First, let’s look at Rowling herself. Is she Christian? Actually, yes. Rowling herself has said in an interview:
“I believe in God, not magic.” In fact, Rowling initially was afraid that if people were aware of her Christian faith, she would give away too much of what’s coming in the series. “If I talk too freely about that,” she told a Canadian reporter, “I think the intelligent reader – whether ten [years old] or sixty – will be able to guess what is coming in the books” (Michael Nelson, “Fantasia: The Gospel According to C.S. Lewis”, The American Prospect, vol. 13, no. 4, February 25, 2002) Besides, witchcraft in Harry Potter is hardly even similar to real life Wiccans.  No real Wiccan goes around flying on broomsticks, playing Quidditch, or casting spells. In reality, the magic in these books is more like what you see in C.S. Lewis’s Narnia or your average Grimm’s Fairy Tale.  I think the main problem is, when people think of Christian fiction, they think of books about the Amish or similarly boring stuff.  (my opinion of the Amish books may differ from yours) They don’t realize that writers like Flannery O’Connor and Graham Greene didn’t write anything like what Wanda Brunsetter or Beverly Lewis write. (and in my opinion, O’ Connor and Greene’s books are way more interesting.) Oh, and those of you who say C.S. Lewis or Tolkien are good alternatives, they don’t even mention or quote the Bible in their fiction books (Lewis saved that for his nonfiction). Where is it written in Christian doctrine that you must only write “Christian” media if you are a writer?
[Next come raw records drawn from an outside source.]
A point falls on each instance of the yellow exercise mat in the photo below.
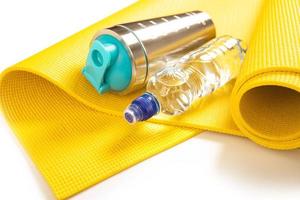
(78, 138)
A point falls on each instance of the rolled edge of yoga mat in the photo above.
(266, 100)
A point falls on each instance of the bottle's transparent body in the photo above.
(195, 75)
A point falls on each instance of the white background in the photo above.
(209, 166)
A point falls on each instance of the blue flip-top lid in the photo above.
(108, 66)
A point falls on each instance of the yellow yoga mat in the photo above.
(78, 138)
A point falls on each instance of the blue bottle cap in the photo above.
(142, 108)
(108, 65)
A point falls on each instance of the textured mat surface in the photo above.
(78, 138)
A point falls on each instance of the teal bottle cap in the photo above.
(108, 66)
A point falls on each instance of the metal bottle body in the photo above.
(154, 42)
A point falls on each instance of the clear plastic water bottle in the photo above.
(197, 74)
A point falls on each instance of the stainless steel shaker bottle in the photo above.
(123, 57)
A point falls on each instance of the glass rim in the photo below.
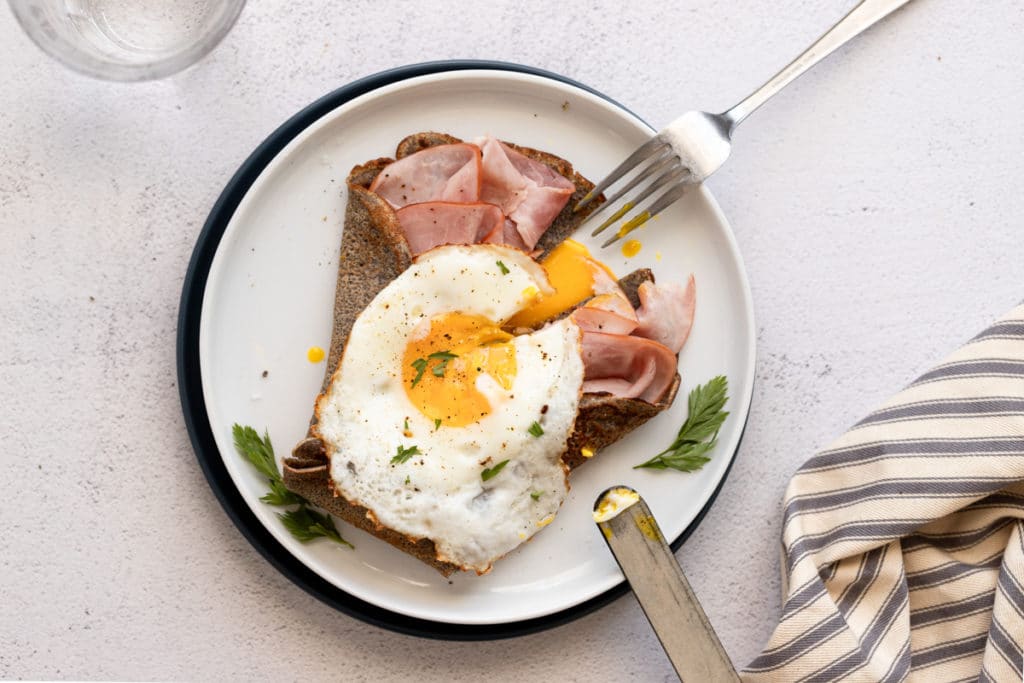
(88, 65)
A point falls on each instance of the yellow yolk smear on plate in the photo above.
(440, 367)
(572, 272)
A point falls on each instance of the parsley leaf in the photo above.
(257, 451)
(303, 522)
(698, 434)
(421, 366)
(443, 357)
(306, 524)
(404, 454)
(491, 472)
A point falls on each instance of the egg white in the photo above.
(439, 494)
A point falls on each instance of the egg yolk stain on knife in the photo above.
(574, 274)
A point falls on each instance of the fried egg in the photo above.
(442, 424)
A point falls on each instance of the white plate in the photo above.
(269, 298)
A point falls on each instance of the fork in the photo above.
(695, 144)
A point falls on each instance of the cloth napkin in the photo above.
(903, 541)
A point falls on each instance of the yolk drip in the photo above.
(571, 271)
(439, 369)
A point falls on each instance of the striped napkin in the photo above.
(903, 541)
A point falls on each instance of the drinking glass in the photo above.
(127, 40)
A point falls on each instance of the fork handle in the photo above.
(859, 18)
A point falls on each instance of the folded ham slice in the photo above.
(508, 236)
(610, 313)
(431, 224)
(441, 173)
(529, 193)
(627, 366)
(666, 312)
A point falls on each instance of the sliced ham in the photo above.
(610, 313)
(528, 191)
(628, 367)
(441, 173)
(666, 312)
(508, 236)
(431, 224)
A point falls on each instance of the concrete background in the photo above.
(877, 203)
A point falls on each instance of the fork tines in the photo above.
(656, 159)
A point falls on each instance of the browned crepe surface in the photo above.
(374, 252)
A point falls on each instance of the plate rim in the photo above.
(194, 406)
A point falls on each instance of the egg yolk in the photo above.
(439, 368)
(571, 271)
(631, 248)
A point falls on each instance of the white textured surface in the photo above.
(877, 204)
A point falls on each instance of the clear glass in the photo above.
(127, 40)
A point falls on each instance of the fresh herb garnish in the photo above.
(303, 522)
(491, 472)
(404, 454)
(442, 357)
(437, 371)
(421, 366)
(306, 524)
(698, 434)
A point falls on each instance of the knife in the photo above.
(664, 594)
So, is there Christianity in Harry Potter? Yes, most definitely.  Right in the first chapter of The Sorcerer’s Stone, we’re told his parents sacrificed themselves when Voldemort killed them. According to Jesus, this is the greatest love–to lay down your life for those you love.

In addition, there is Dumbledore, one of my favorite characters.  What I like about him is his eccentric personality and courage. Everyone else in the books won’t even refer to Voldemort by name. Instead they call him “You-Know-Who.” Dumbledore won’t stand for any of that. He wants to show Voldemort that he is not afraid of him, so he defiantly says his name.  How does this coincide with Christianity? We’re supposed to be fearless against evil. In fact, Satan’s already lost! In Genesis, God tells Satan that Eve’s offspring (foreshadowing Jesus) will crush his head (Gen 3:16). Furthermore, in Paul’s letter to the Philippians, we learn that even Satan has to kneel before God.

For my final item, one of my all-time favorite moments is when Harry Potter discovers the Mirror of Esired. The Mirror shows whoever looks into it their deepest desire.  Ron Weasley sees himself winning the Quidditch cup, and Harry sees himself reunited with his dead parents.  Dumbledore advises him to give up on the mirror, lest his desires drive him mad.  In Christianity, we believe that giving into our desires rather than God’s distracts you from His purpose.  I think this is Rowling’s way of showing how wrong being selfish is.

These are only for book 1. Next month, I will cover The Chamber of Secrets.